CME FX Futures Calendar Spreads: Hedge OTC FX swap exposure using a capital-efficient alternative
Client
Bank OTC FX swap traders
Challenge
Traders need alternative pricing because they are at/near bilateral credit line limits and know that the aggregate swap exposure could trigger SA-CCR and UMR-related charges.
Solution
Substitute select forward-starting swaps with FX futures calendar spreads to free up credit lines and add the capital efficiencies of clearing.
Overview
In the current regulatory environment, Standardized Approach for Counterparty Credit Risk (SA-CCR) and Uncleared Margin Rules (UMR) can present significant challenges for bank FX swap traders. Directional OTC buy-side hedges vs. banks are attracting potentially significantly higher capital charges and tying up bilateral credit lines, which in turn can influence the quality of pricing bank traders are receiving.
For forward-starting FX swaps, one solution is to use CME FX futures calendar spreads – month to month, or month to quarter. FX futures calendar spreads are economically equivalent to a forward-starting FX swap, offering a cleared, capital-efficient proxy for your exposures. For spot-IMM FX swaps for the first four IMM dates, a trader could use CME FX Link.
Why use FX futures calendar spreads?
Access a complementary pool of FX liquidity
- Economically equivalent to FX swaps
- 23-hour access to firm/no last-look liquidity that averages $80 billion per day
- Trade OTC-style and seamlessly transition swap exposures to cleared futures using bilateral negotiation mechanisms (Blocks and EFRPs)
- Trade all-to-all with a diverse customer base
Minimize costs, gain efficiencies
- Trade passively by posting bids/offers or trade aggressively by taking the pricing shown in the market
- Credit is separate from futures liquidity, so no credit limit impacts on pricing
- No ISDA agreements or bilateral credit agreements required to trade, because instruments are centrally cleared
- Balance sheet and capital efficiencies of central clearing relative to bilateral forwards under SA-CCR1
- Lowers RWA weightings, and attracts zero CVA
1. For more detail on SA-CCR’s potential impacts on OTC FX: Will new capital rules be a SA-CCR punch for FX markets? - CME Group
How CME FX futures calendar spreads work
CME FX futures calendar spreads are instruments for instantaneously buying and selling the same currency pair in two different expiry months. This allows one to efficiently roll an existing expiring outright futures position into a new contract month or express an interest rate differential between two currencies for a set period of time.
CME FX futures calendar spreads are quoted as Far Expiry minus Near Expiry price. Buying an FX calendar spread results in the simultaneous purchase of the Far Expiry and sale of the Near Expiry.

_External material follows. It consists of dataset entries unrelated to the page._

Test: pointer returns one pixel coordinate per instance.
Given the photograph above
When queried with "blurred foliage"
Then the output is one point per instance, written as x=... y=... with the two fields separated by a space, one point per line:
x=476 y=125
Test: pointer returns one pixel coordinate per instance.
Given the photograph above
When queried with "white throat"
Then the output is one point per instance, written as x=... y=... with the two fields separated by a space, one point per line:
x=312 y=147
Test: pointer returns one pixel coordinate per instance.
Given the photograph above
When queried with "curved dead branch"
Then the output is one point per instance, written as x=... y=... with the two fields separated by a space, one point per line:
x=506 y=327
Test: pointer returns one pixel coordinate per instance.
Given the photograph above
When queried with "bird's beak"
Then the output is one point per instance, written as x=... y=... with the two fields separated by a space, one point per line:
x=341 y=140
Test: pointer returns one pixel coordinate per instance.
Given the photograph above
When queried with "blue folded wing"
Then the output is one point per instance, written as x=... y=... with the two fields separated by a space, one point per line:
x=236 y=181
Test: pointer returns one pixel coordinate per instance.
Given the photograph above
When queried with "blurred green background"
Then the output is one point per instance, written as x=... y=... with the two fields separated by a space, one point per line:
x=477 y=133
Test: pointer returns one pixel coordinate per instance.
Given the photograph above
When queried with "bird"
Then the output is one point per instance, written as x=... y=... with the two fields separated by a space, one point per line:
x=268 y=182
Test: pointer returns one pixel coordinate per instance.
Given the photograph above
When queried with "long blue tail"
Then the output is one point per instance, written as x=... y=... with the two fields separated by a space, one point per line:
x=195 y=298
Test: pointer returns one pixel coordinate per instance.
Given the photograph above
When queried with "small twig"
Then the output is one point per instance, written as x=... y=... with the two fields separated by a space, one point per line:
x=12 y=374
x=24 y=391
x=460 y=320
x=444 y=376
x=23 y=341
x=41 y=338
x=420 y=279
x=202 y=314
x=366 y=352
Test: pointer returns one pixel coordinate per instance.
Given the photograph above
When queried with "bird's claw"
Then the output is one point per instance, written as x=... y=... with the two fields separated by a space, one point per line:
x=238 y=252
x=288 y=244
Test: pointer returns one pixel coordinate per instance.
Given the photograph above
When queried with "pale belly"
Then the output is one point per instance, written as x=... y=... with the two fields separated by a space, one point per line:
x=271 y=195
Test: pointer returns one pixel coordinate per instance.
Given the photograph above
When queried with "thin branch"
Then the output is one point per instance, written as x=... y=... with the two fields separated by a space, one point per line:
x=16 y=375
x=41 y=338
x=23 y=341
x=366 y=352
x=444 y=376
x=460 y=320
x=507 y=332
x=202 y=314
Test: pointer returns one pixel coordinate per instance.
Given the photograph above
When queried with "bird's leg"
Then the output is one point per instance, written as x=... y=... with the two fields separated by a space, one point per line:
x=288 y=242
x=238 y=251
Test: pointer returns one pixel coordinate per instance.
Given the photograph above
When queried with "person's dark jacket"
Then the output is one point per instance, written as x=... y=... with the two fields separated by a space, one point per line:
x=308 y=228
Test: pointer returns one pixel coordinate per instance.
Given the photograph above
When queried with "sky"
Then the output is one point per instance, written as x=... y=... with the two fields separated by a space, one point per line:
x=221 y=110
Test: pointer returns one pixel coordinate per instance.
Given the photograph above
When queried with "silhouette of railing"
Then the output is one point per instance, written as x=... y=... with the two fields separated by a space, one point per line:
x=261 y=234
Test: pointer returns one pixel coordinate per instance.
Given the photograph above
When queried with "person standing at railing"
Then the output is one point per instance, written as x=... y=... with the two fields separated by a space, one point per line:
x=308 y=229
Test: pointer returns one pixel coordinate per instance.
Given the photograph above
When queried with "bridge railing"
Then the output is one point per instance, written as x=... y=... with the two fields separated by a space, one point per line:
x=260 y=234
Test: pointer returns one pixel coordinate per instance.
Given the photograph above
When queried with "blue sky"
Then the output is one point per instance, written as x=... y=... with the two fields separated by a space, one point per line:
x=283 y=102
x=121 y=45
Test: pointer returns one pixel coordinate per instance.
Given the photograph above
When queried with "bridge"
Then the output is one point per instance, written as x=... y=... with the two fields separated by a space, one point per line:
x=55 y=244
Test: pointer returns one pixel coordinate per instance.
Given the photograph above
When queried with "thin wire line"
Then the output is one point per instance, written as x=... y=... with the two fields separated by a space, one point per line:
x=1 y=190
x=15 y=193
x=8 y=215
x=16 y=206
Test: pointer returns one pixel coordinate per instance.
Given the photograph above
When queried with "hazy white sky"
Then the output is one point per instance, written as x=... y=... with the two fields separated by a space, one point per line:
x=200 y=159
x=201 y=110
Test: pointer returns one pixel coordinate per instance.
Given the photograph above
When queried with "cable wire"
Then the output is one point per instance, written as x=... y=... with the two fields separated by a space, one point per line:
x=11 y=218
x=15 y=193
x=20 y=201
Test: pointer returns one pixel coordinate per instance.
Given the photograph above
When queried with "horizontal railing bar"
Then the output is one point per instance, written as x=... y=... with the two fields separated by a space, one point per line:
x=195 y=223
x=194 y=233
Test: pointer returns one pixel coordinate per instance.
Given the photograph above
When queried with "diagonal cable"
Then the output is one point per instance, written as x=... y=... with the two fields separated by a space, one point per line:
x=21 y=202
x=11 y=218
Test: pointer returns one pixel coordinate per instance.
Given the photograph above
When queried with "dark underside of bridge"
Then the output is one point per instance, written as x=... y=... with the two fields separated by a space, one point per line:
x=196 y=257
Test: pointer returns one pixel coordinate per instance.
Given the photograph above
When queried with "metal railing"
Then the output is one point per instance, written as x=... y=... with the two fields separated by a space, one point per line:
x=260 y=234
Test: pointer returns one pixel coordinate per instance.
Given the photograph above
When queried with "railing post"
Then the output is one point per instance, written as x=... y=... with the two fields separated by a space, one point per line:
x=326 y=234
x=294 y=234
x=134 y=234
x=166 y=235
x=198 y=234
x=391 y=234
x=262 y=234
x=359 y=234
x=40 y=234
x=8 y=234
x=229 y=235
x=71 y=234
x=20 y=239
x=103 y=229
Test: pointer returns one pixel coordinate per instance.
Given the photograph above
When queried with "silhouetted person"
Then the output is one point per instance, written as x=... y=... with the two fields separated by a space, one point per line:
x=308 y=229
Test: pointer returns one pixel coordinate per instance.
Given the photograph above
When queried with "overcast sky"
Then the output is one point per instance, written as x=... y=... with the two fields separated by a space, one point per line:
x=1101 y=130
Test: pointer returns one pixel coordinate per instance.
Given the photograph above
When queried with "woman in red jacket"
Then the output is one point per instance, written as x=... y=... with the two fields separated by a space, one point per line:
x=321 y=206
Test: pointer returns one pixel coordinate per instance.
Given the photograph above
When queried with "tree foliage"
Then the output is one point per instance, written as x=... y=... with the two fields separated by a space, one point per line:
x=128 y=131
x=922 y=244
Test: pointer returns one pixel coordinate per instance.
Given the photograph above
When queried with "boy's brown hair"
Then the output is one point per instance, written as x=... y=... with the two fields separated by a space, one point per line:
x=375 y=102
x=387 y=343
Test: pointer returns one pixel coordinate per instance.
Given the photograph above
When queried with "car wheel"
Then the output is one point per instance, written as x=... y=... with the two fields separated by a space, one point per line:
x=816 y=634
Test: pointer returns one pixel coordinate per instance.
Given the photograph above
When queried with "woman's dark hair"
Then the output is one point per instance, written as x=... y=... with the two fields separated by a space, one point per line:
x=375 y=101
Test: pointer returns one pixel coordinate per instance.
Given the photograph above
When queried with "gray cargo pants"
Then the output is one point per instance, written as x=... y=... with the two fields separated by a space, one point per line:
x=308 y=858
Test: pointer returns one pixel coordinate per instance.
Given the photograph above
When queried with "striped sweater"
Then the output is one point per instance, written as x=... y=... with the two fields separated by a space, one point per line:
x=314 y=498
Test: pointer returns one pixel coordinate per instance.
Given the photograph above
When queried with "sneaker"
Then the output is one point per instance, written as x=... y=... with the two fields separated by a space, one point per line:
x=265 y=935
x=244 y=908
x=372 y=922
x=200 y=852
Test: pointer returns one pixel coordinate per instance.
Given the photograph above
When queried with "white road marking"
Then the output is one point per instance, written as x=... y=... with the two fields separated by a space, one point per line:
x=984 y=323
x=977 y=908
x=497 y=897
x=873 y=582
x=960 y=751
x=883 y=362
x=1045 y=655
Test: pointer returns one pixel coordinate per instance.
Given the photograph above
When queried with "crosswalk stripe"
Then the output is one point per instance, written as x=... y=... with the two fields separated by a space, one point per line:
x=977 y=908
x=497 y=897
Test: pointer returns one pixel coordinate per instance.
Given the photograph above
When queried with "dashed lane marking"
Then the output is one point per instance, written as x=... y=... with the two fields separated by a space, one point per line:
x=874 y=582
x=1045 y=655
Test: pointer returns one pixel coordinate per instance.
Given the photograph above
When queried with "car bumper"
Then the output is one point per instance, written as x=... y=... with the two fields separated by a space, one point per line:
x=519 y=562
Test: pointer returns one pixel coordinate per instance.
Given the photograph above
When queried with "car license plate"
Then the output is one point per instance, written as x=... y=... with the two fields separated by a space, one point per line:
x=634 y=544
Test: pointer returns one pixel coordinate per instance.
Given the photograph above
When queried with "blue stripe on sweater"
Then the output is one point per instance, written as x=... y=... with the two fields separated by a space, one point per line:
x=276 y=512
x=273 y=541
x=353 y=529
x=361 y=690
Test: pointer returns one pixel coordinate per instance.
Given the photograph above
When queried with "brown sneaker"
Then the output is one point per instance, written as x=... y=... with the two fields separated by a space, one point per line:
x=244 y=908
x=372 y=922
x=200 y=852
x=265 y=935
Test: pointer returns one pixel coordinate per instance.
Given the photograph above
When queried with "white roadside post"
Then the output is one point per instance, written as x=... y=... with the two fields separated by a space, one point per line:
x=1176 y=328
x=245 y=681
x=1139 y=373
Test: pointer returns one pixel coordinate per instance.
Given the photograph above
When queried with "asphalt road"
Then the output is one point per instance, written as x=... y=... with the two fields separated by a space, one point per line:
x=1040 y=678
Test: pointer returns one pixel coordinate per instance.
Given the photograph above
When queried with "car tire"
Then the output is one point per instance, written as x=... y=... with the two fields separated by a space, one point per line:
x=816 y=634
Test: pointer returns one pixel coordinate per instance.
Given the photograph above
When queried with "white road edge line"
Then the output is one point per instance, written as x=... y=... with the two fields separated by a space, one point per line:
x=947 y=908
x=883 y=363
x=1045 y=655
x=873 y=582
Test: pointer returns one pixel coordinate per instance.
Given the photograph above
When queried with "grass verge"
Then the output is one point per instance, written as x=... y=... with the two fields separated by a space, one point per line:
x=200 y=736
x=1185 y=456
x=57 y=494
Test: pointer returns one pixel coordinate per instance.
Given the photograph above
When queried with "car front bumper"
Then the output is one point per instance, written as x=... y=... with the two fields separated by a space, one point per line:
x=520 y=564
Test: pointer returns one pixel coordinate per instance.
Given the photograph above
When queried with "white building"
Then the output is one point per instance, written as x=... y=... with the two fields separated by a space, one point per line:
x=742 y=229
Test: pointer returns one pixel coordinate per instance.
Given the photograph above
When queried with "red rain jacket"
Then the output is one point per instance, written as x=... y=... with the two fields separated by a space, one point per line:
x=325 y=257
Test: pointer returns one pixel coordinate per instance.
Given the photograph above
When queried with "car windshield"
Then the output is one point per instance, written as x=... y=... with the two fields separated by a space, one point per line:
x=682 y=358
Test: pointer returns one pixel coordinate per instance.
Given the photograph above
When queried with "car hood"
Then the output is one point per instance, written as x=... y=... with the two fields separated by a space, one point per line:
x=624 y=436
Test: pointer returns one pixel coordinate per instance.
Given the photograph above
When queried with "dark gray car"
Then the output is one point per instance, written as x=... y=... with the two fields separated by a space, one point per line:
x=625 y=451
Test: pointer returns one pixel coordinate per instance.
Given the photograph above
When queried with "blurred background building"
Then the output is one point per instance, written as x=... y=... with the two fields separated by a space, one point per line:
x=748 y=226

Selling an FX calendar spread results in the simultaneous sale of the Far Expiry and purchase of the Near Expiry.
Buying vs. selling FX futures calendar spreads
Example: A September 2023-June 2023 EUR/USD calendar spread quotes the difference between the September 2023 and June 2023 futures contracts for EUR/USD. Buying the September 2023-June 2023 EUR/USD contract results in a long position in the September 2023 contract and a short position in the June 2023 contract.
Pricing
In the September 2023-June 2023 EUR/USD spread instrument, think of the bid and offered prices of 0.00502 x 0.00504 as the current pricing for an FX swap, where the near leg settles on the June IMM date and the far leg settles on the September IMM date. In pips, the price is 50.2 pips on the bid side and 50.4 pips on the offered side.